# 2004 F150 Shakes Violently Sometimes



## Hoosier Camper (Sep 19, 2010)

While pulling my 25RSS my 2004 F150 goes into a violent shake, has happened 3 times. The only way to make it quit is to pull over and come to a complete stop. I did a search and found that there are others with the same issue but know one has an answer or definite fix.


----------



## CamperAndy (Aug 26, 2004)

Did the shaking start under the same conditions each time? Speed, load, acceleration ect.....?


----------



## egregg57 (Feb 13, 2006)

Hoosier Camper said:


> While pulling my 25RSS my 2004 F150 goes into a violent shake, has happened 3 times. The only way to make it quit is to pull over and come to a complete stop.

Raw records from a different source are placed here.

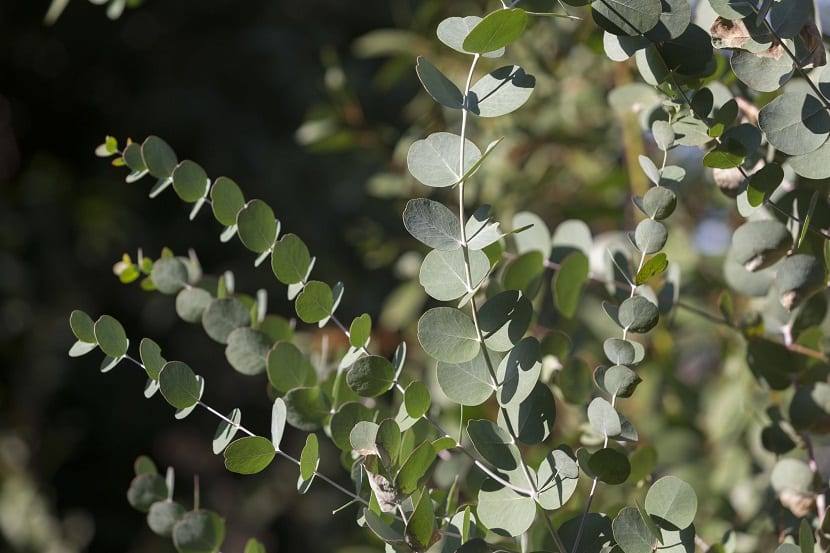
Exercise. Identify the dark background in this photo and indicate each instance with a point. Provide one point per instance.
(226, 83)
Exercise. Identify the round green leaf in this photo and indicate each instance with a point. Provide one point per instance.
(169, 275)
(371, 376)
(495, 31)
(179, 385)
(190, 181)
(226, 200)
(675, 17)
(432, 223)
(416, 467)
(223, 316)
(438, 85)
(448, 335)
(360, 330)
(289, 368)
(650, 236)
(249, 455)
(416, 399)
(626, 17)
(443, 273)
(759, 244)
(672, 500)
(290, 259)
(82, 326)
(503, 510)
(619, 352)
(797, 278)
(616, 381)
(765, 73)
(150, 354)
(199, 532)
(569, 281)
(344, 420)
(453, 30)
(111, 337)
(435, 160)
(532, 418)
(133, 158)
(792, 475)
(466, 383)
(519, 371)
(191, 304)
(610, 465)
(247, 349)
(556, 479)
(595, 533)
(257, 226)
(501, 92)
(159, 157)
(535, 238)
(163, 516)
(732, 9)
(815, 165)
(315, 302)
(144, 465)
(631, 532)
(363, 436)
(145, 489)
(795, 123)
(309, 457)
(388, 441)
(659, 202)
(638, 315)
(604, 418)
(278, 418)
(226, 431)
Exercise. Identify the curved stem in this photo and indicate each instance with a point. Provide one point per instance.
(468, 274)
(281, 453)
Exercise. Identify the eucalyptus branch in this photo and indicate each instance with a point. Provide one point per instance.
(248, 432)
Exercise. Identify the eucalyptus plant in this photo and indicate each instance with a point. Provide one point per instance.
(494, 339)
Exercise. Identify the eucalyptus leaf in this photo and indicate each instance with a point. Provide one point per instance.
(448, 335)
(435, 160)
(199, 531)
(500, 92)
(290, 259)
(442, 90)
(190, 181)
(796, 123)
(433, 224)
(371, 376)
(315, 302)
(672, 501)
(257, 226)
(249, 455)
(496, 30)
(226, 431)
(465, 383)
(247, 350)
(503, 510)
(223, 316)
(179, 385)
(453, 30)
(289, 368)
(111, 337)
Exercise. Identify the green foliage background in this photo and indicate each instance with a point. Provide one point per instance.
(304, 104)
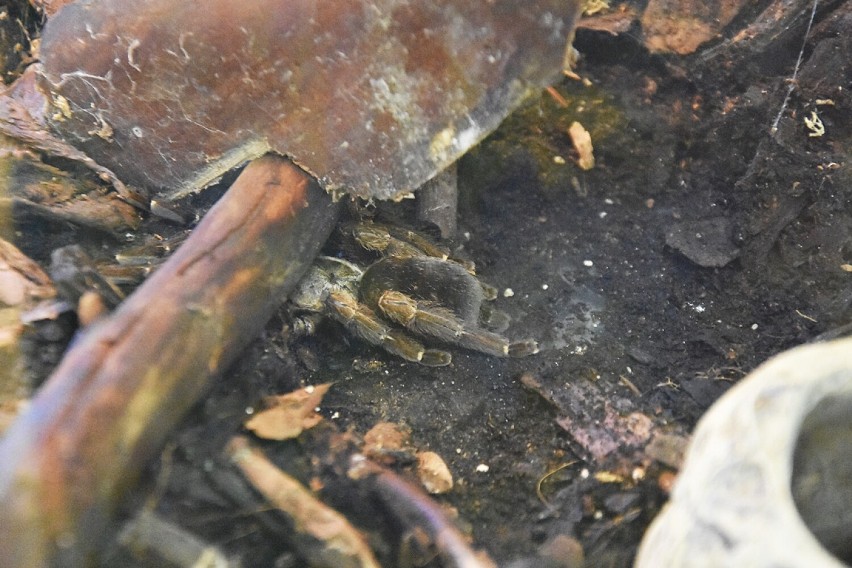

I did a search and found that there are others with the same issue but know one has an answer or definite fix.


 Is this a front end or rear end shake?

There ia a good amount of documentation in regard to violent shaking caused by the Emergency brake grabbing and resulted with the following from a Ford F-150 owner in regard to something very close to what you are describing...

_The axel seal on both sides is leaking axel grease. That seal is right next to the drum e-brake mechanism Ted928 described. The grease got onto the e-brake on both sides and they have to be replaced. Total repair = $900 ($450 per side) parts and labor. The primary brakes were not affected or damaged. Thank you again._
Eric


----------



## cdnbayside (Jul 16, 2009)

It is the emergency brake lever seized in the rear brake. When you stop it releases and the truck does not shake any more. The next time you use the parking brake and then drive you get the shaking until you stop or back up. A simple cleaning and lubrication of the e-brake lever will solve the problem.


----------



## Hoosier Camper (Sep 19, 2010)

It has happened at highway speeds and seems like it happens when I'm going up a slight incline. I did see that a couple of people thought it was in the parking brake. I will take a look at the parking brake asap, any tips or special tools that I will need?


----------



## maddog (Dec 16, 2009)

I had a 2004 F-150 FX4 5.4 ltr engine that did it when it was fairly new. It was so bad the windshield wipers shook! I took it to the Ford dealer and they advised that Ford was aware of the issue but no fix was known. It did it maybe 2 or three times and never did it again. I owned it for 2 years


----------



## CRZ (Feb 3, 2009)

cdnbayside said:


> It is the emergency brake lever seized in the rear brake. When you stop it releases and the truck does not shake any more. The next time you use the parking brake and then drive you get the shaking until you stop or back up. A simple cleaning and lubrication of the e-brake lever will solve the problem.


X2 Feel your rims next time it happens. If they're to hot to touch your E-brake is sticking. There is a TSB out for this problem. Also a good thread on how to fix the seized lever yourself.
http://www.f150online.com/forums/2004-2008-f-150/200005-parking-brake-repair.html


----------